In den Konstruktionsabteilungen sind sie notwendig: Leistungsfähige und auch teure Workstations, um Baugruppen zu entwerfen und sie in Simulationsprogrammen zu testen. Aber ein kaufmännischer Sachbearbeiter, der nur Briefe schreibt und Tabellenkalkulation nutzt, kommt mit einem wesentlich einfacheren und günstigeren Rechner gut aus. Entscheidend ist, dass sich beide Varianten in das Unternehmensnetzwerk einfügen und genug Leistung für die jeweilige Aufgabe bereitstellen. In den unterschiedlichen Märkten der Fabrikautomation ist eine ganz ähnliche Entwicklung in zwei Richtungen zu erkennen: Während beispielsweise die Automobilindustrie bei Maschinen für die Fertigung von Kernprodukten wie Motoren weiter auf Höchstleistung setzt, sind in Schwellenländern wie China, Indien und Brasilien in den vergangenen Jahren zehntausende kleine und mittelständische Zulieferer entstanden. High-end-Lösungen gehen völlig an deren Bedarf vorbei: Zu teuer, zu kompliziert und technisch auch gar nicht notwendig.

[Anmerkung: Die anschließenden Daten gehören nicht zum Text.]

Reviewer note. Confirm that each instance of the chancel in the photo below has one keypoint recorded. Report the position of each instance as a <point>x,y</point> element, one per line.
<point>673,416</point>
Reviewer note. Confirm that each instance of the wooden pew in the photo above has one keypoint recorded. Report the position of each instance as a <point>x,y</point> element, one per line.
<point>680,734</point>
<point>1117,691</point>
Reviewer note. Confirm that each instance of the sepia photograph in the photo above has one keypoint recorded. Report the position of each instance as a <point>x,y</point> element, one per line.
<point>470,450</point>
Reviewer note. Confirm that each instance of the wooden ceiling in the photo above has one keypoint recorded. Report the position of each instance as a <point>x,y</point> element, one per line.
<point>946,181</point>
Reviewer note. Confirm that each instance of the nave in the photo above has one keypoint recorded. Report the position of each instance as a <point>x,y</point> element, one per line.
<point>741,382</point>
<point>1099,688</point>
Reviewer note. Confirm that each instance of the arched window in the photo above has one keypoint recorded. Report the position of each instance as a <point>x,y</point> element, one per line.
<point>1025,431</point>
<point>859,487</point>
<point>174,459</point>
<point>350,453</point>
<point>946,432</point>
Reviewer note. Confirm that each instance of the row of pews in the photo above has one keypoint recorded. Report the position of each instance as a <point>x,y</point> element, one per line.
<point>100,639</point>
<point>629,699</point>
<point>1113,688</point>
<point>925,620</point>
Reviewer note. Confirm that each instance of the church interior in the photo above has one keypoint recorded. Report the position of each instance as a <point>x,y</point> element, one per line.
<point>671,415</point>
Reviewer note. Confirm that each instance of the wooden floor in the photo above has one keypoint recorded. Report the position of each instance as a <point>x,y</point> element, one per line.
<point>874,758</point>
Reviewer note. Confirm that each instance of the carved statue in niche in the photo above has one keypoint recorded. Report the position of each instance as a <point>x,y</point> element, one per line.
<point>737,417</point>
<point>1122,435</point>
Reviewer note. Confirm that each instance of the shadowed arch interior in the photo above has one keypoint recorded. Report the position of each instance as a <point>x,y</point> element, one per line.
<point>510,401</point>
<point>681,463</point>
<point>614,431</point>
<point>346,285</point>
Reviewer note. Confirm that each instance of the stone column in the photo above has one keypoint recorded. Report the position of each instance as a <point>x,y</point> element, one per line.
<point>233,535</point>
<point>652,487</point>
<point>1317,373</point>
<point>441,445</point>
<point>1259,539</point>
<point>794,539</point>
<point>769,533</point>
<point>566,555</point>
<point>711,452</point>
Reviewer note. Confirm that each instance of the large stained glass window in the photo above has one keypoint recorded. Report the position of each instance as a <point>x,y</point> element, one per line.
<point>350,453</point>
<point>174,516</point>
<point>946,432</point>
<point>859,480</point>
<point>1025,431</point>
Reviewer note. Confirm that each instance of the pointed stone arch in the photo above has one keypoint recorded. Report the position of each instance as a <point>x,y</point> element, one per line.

Diese Zulieferer übernehmen relativ einfache Arbeitsschritte wie Bohren oder Fräsen an immer gleichen Bauteilen in großen Stückzahlen. Auf Basis von CAD-Daten des Kunden müssen sie in engen Toleranzen fertigen. Als Folge boomt beispielsweise in China, dem weltgrößten Werkzeugmaschinenmarkt, das Segment kompakter Bearbeitungsmaschinen. Vorhandene Steuerungslösungen, das Herzstück dieser Maschinen, sind aber entweder zu teuer und komplex oder nicht präzise genug. In diese Lücke stoßen deutsche Automatisierungshersteller wie Bosch Rexroth vor. Auf der einen Seite darf die Lösung keinerlei überflüssige Leistungsreserven haben um wirtschaftlich mithalten zu können, auf der anderen Seite erwarten die Anwender trotzdem Genauigkeit auf tausendstel Millimeter. Dazu speckten die deutschen und chinesischen Entwickler des Unternehmens gemeinsam eine etablierte High-end-Lösung ab. Alles, was über klar definierte Bearbeitungsaufgaben hinausgeht, entfernten sie und konnten damit die Systemkosten drücken. Dabei blieb aber der Softwarekern der Ursprungsversion mit der Programmiersprache und allen Möglichkeiten zum Datenaustausch erhalten. Das Konzept überzeugte den größten chinesischen Werkzeugmaschinenhersteller, der bereits drei Maschinenserien damit ausgerüstet hat und jährlich mehrere tausend Exemplare ausliefert.
Der Trend zu Just-enough-Konzepten hat längst auch bei deutschen Produktionsplanern Anklang gefunden. Auch hier bieten deutsche Automatisierungshersteller mittlerweile deutlich wirtschaftlichere Lösungen an. Sie haben Baukästen entwickelt, die 90 % der Aufgaben durch die Kombination von Standardbauteilen abdecken. Das ist preiswerter und verkürzt die gesamte Planung und den Aufbau von Montage- und Handlingsystemen. Für die 10 % Sonderanwendungen greifen die Unternehmen weiterhin auf maßgeschneiderte High-end-Lösungen zurück. Dass der Trend nicht aufzuhalten ist, zeigt bereits die Computerbranche, die längst neue Produktklassen mit anderen Schwerpunkten auf den Markt bring. Auf Internet-Anwendungen optimierte Netbooks und Tablet-PC gewinnen Marktanteile auf Kosten wesentlich leistungsfähigerer PC und Notebooks. Genug ist genug – auch in der Fabrikautomation der Zukunft.